La comunità di Agrigento è scossa dalla tragica scoperta di un corpo femminile, identificato come quello di Marianna Bello, ritrovato in circostanze inquietanti in un fitto canneto che costeggia un affluente del fiume Naro.
La sua scomparsa, avvenuta il 1° ottobre a Favara, aveva generato un’ondata di preoccupazione e speranza, ora spenta dalla crudele realtà del ritrovamento.
La drammatica sequenza degli eventi si è dipanata quando un gruppo di cacciatori, impegnati nella loro attività mattutina, si è imbattuto nel macabro spettacolo.
 L’identificazione è stata resa possibile dalla presenza di tatuaggi, uno dei quali ben visibile al polso, un dettaglio cruciale che ha permesso ai familiari di confermare l’identità della donna.
La scomparsa di Marianna, avvenuta durante un violentissimo nubifragio che aveva investito Favara, aveva inizialmente alimentato la speranza di un salvataggio, ma le avverse condizioni meteorologiche avevano reso immediatamente difficoltosi i soccorsi.
 Le piogge torrenziali, accompagnate da forti venti, avevano innescato un’inondazione improvvisa, travolgendo tutto ciò che si trovava lungo il suo percorso.
L’esame autopsia, eseguito a seguito del ritrovamento, sarà determinante per chiarire le cause del decesso e ricostruire con precisione gli ultimi momenti della vita di Marianna.
 Gli inquirenti, nel frattempo, stanno vagliando tutte le ipotesi, escludendo prematuramente solo quelle più improbabili.
 La ricostruzione del percorso della donna dopo la scomparsa rappresenta una priorità, al fine di comprendere come il suo corpo sia finito in quel punto specifico, distante dal luogo in cui era stata vista l’ultima volta.
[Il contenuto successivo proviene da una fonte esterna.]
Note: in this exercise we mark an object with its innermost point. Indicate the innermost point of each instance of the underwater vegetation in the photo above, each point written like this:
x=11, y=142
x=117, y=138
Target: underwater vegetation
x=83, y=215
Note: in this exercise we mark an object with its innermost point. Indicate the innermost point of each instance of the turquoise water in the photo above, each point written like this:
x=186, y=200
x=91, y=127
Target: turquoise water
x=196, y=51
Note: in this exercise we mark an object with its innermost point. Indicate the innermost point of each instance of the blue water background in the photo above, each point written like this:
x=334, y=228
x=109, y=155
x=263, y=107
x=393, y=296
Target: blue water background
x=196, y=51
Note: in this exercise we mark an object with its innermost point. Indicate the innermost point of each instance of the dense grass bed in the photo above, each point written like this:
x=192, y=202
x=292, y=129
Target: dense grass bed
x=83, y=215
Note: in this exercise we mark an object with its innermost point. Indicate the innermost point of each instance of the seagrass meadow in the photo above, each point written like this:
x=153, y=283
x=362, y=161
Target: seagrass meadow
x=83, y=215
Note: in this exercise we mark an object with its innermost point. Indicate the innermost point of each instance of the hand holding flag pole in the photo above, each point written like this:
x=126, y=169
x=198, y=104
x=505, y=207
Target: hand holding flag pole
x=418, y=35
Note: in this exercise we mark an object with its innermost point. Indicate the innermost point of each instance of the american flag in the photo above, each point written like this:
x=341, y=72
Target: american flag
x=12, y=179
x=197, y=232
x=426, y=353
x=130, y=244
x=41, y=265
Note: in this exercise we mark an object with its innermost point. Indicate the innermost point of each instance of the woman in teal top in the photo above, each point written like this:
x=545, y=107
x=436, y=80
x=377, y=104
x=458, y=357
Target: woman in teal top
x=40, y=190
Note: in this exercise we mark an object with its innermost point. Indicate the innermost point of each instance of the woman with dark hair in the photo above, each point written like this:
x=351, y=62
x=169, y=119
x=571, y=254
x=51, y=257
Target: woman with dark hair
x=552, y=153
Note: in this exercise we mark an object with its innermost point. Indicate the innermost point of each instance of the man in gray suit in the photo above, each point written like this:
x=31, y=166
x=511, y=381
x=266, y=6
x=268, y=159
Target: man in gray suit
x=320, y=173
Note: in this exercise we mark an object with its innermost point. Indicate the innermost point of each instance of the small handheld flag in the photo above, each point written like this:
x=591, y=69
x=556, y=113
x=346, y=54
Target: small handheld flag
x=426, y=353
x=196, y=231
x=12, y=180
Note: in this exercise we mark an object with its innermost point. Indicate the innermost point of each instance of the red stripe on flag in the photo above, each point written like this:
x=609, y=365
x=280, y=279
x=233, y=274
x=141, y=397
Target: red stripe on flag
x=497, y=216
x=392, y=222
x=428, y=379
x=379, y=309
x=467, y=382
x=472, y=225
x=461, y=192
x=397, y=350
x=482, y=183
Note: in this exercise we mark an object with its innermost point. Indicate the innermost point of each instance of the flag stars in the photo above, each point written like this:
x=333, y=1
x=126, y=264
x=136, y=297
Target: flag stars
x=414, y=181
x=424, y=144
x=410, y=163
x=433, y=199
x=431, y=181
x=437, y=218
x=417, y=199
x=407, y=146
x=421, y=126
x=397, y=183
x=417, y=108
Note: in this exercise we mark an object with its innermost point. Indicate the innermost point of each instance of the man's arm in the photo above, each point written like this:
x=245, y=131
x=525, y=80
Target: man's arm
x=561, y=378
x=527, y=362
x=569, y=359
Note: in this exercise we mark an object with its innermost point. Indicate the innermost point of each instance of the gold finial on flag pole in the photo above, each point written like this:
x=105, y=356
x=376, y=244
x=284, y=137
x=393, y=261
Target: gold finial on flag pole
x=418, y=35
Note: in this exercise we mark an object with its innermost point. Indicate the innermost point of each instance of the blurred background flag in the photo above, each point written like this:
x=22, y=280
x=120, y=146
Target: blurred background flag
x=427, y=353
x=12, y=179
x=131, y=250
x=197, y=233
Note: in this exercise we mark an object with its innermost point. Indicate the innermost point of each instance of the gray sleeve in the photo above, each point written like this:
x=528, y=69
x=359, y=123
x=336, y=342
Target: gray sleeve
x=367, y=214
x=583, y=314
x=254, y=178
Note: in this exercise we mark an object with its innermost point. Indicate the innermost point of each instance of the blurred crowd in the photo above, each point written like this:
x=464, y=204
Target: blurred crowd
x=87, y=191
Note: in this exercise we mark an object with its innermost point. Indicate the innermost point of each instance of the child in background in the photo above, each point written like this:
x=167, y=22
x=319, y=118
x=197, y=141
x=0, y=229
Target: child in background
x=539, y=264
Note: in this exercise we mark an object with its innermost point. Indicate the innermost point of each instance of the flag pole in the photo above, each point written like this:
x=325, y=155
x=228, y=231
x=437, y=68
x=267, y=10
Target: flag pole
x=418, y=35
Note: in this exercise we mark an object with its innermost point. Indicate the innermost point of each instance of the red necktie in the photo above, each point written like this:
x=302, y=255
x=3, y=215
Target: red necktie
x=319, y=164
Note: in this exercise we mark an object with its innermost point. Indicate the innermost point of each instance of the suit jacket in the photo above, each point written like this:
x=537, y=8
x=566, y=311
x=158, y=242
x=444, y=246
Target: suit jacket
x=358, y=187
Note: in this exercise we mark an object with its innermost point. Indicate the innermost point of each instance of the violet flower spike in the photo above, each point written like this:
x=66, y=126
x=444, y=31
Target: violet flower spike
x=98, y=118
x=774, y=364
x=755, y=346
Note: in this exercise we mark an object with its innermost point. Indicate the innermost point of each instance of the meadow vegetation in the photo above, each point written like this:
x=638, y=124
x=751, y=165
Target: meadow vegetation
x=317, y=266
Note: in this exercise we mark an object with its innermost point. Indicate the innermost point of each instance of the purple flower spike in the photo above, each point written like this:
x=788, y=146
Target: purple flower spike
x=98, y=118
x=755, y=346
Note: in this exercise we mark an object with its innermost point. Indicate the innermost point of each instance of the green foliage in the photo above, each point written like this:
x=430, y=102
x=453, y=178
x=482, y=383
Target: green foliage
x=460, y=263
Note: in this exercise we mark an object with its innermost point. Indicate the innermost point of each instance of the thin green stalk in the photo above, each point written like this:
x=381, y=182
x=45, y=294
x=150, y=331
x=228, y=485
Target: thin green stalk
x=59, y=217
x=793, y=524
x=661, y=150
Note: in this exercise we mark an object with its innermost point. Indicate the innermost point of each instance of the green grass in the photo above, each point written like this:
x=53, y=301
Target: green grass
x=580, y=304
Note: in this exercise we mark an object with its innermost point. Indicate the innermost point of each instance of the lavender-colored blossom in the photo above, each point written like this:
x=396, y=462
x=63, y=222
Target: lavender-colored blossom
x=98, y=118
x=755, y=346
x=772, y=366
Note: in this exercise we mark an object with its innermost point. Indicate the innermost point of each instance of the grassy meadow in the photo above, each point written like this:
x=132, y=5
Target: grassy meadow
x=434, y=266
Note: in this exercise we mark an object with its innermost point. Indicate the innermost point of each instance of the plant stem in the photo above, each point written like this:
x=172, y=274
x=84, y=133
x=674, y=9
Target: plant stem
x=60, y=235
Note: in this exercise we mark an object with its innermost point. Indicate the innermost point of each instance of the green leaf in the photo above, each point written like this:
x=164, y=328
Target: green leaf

La notizia ha colpito profondamente la famiglia e gli amici di Marianna, che si sono recati sul luogo del ritrovamento.
 La loro sofferenza è palpabile, alimentata dalla consapevolezza di un dolore immenso e dalla difficoltà di accettare una perdita così improvvisa e tragica.
Questo ritrovamento solleva interrogativi profondi sulla fragilità umana di fronte alla forza distruttiva della natura e sulla necessità di rafforzare i sistemi di prevenzione e gestione delle emergenze idrogeologiche, soprattutto in aree particolarmente vulnerabili come quella agrigentina.
La comunità è chiamata a confrontarsi con una ferita aperta, un monito amaro sulla precarietà dell’esistenza e sulla necessità di un rinnovato impegno nella tutela della vita umana e dell’ambiente.